As I meditate and ponder on this I start to perceive that whenever I view others with self-righteous contempt I am really secretly trying to become their master myself in place of God. I want to control them. Wow! What an indictment. Of course, I never admit that my spirit of criticism is self-righteous contempt because that would be too obvious for even my own mind to get away with in the presence of my conscience. So my wrong spirit has to be first dressed up in righteous self-justification and my image has to be polished to look like I am really working to promote God's cause in my efforts to clean up sin in the church or help others see their faults so they can improve their lives. But this is all self-deception which lies at the heart of all contempt and judging and pervades nearly every relationship that I can think of. It is simply inherent in the way the sinful flesh operates all the time.
The previous verse tells me something very important that I need to remember whenever I am tempted to view myself better than someone else. It says that God has accepted this person that I am criticizing. But inherent in the very spirit that I am engaging in I am not accepting them. That means that I am not in harmony with the Spirit of God so I must be synchronizing with a counterfeit spirit that is divisive. Again, no matter how “right” I may be or how much proof I can produce to justify my comments about them, I am out of sync with the Spirit of God and am thus working against what His Spirit is trying to accomplish in that other person's life.
Interestingly, in the very midst of writing this I was in the middle of a situation where this was being demonstrated. I was tempted very much to criticize the other person and find fault with what they were saying about others in a spirit of self-justification, but the Holy Spirit was prompting me to listen more to Him and to think clearly about what I am looking at here in relation to what was happening. It is a time of heart education as much as mind education which is the most important part of my mentoring process under God. So I chose to just listen and not comment on what was being said and asked God to give me the perception of heaven as to what was really going on.

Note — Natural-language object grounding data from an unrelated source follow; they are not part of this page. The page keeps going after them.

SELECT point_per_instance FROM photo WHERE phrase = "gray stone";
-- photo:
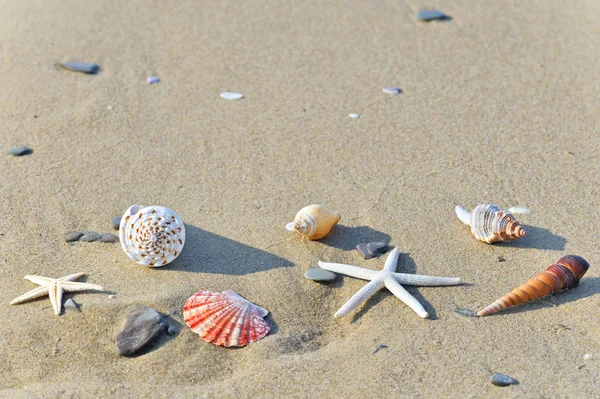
(20, 151)
(115, 223)
(74, 236)
(143, 324)
(430, 15)
(72, 305)
(107, 237)
(502, 380)
(84, 67)
(465, 312)
(372, 249)
(318, 274)
(90, 236)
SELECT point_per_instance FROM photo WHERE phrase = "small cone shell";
(314, 221)
(563, 275)
(489, 224)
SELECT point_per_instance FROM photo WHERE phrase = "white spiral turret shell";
(152, 236)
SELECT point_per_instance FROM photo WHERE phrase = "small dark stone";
(74, 236)
(71, 304)
(84, 67)
(318, 274)
(115, 223)
(107, 237)
(502, 380)
(20, 151)
(430, 15)
(372, 249)
(465, 312)
(143, 324)
(90, 236)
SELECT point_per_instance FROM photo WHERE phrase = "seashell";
(490, 224)
(314, 221)
(563, 275)
(225, 319)
(152, 236)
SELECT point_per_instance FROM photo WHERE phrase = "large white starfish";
(388, 278)
(54, 287)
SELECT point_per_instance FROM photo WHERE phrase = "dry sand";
(499, 105)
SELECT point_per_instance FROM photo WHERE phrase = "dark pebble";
(107, 237)
(502, 380)
(84, 67)
(74, 236)
(372, 249)
(465, 312)
(143, 324)
(90, 236)
(115, 223)
(71, 304)
(20, 151)
(318, 274)
(430, 15)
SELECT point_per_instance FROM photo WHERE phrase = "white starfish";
(54, 287)
(390, 279)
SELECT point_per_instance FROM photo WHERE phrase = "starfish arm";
(348, 270)
(39, 280)
(396, 289)
(423, 281)
(55, 295)
(71, 286)
(362, 295)
(391, 261)
(35, 293)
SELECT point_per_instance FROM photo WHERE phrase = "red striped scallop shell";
(225, 319)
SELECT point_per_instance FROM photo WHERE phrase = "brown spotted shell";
(563, 275)
(152, 236)
(490, 224)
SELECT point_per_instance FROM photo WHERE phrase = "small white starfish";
(390, 279)
(54, 287)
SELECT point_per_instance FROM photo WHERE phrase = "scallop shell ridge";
(151, 236)
(563, 275)
(225, 319)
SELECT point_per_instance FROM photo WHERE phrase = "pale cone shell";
(314, 221)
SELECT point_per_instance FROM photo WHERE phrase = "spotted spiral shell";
(489, 224)
(563, 275)
(314, 221)
(152, 236)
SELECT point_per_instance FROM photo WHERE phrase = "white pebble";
(392, 90)
(231, 96)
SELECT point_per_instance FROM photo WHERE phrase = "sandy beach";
(499, 105)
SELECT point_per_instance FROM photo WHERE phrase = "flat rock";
(20, 151)
(74, 236)
(107, 237)
(318, 274)
(372, 249)
(115, 223)
(503, 380)
(83, 67)
(90, 236)
(431, 15)
(143, 324)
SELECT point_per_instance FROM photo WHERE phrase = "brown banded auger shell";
(563, 275)
(489, 224)
(314, 221)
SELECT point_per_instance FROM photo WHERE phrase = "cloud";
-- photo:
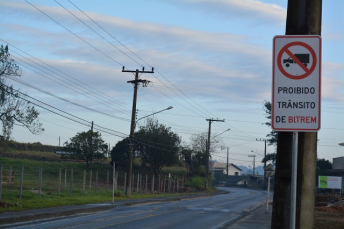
(256, 12)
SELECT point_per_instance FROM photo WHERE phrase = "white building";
(233, 170)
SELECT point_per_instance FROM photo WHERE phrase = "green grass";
(49, 195)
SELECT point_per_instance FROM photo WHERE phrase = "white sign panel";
(296, 83)
(330, 182)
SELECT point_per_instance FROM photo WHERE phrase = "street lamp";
(131, 148)
(221, 133)
(254, 161)
(168, 108)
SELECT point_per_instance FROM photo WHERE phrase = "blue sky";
(212, 59)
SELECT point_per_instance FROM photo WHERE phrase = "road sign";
(296, 83)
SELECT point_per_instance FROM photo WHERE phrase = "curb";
(46, 214)
(242, 215)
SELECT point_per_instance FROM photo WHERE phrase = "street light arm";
(221, 133)
(168, 108)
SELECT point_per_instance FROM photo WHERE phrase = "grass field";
(97, 192)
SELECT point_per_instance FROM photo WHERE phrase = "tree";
(119, 152)
(157, 145)
(272, 136)
(270, 157)
(87, 146)
(14, 107)
(323, 164)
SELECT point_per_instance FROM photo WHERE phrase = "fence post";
(146, 184)
(40, 173)
(169, 183)
(59, 183)
(178, 184)
(125, 182)
(21, 182)
(90, 179)
(65, 178)
(71, 181)
(165, 184)
(96, 182)
(116, 181)
(140, 183)
(0, 180)
(174, 184)
(113, 182)
(183, 184)
(10, 176)
(84, 181)
(153, 184)
(159, 188)
(107, 181)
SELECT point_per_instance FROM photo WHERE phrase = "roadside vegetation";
(51, 163)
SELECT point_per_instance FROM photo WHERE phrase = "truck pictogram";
(304, 58)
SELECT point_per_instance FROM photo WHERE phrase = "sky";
(212, 59)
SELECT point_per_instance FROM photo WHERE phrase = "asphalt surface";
(255, 218)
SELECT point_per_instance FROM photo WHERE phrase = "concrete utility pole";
(132, 125)
(208, 152)
(303, 18)
(254, 163)
(264, 183)
(227, 165)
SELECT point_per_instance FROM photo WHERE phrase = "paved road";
(209, 212)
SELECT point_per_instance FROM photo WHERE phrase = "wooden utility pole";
(208, 152)
(264, 183)
(133, 123)
(303, 18)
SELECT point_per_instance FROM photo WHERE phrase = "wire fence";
(67, 181)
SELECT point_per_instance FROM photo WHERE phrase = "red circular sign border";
(299, 77)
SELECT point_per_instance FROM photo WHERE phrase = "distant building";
(337, 168)
(233, 170)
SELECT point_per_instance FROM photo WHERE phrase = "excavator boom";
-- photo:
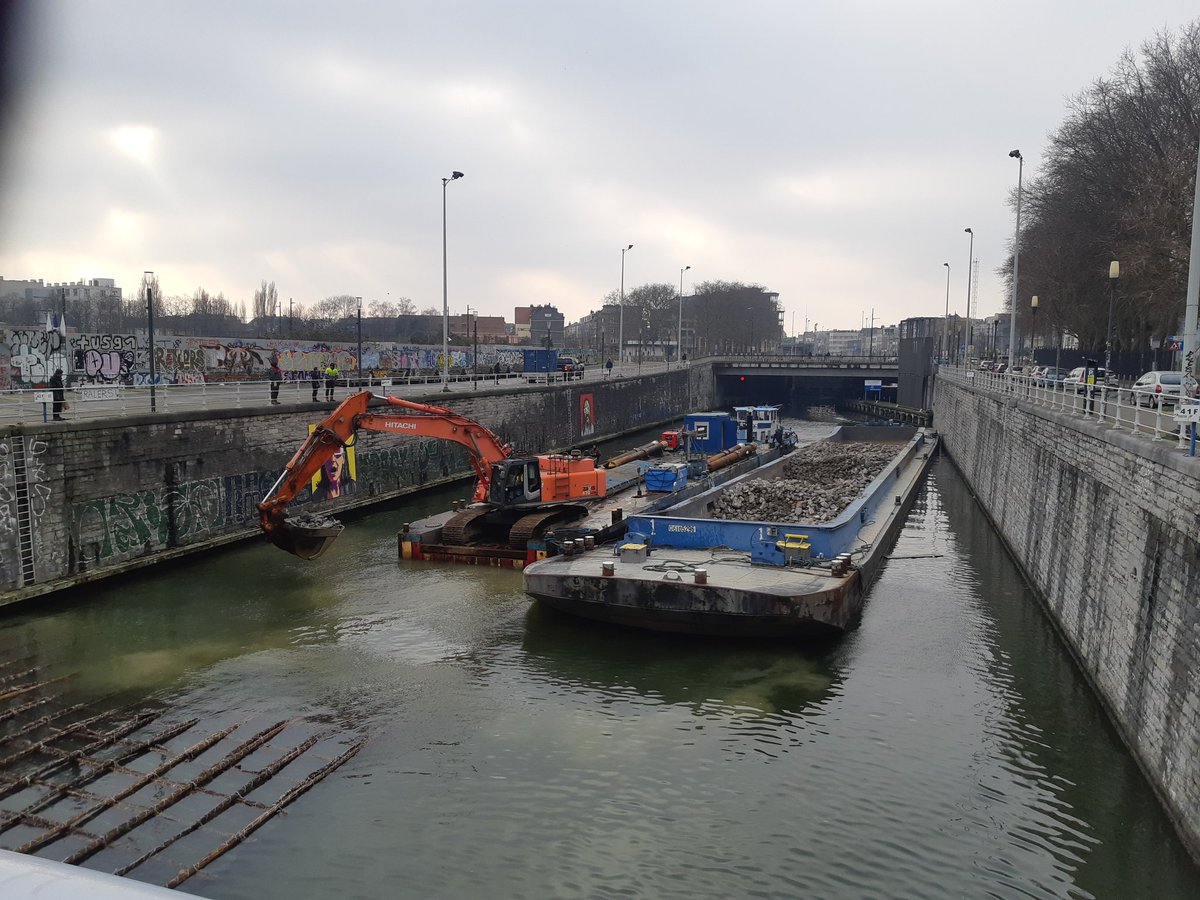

Lord, I ask You to be my mentor and inspiration today. I know there is going to be many temptations to judge others and secretly view them with contempt from a self-righteous spirit. But You are the only example of real righteousness and I want to only be a reflector of Your love and grace. Please fill me with Your Spirit and keep me in Your will and ways today for Your name's sake. Thank-you for accepting me and for accepting those around me in Your embrace and affirmation. Give me the eyes and heart of heaven as I meet Your servants today and keep me from viewing them through my prejudices. You are the only One who can make us stand, and when we stand in You we also will find that we stand together with each other even though we perceive things differently. Glorify Your name in my life today and help me keep my focus on Your face.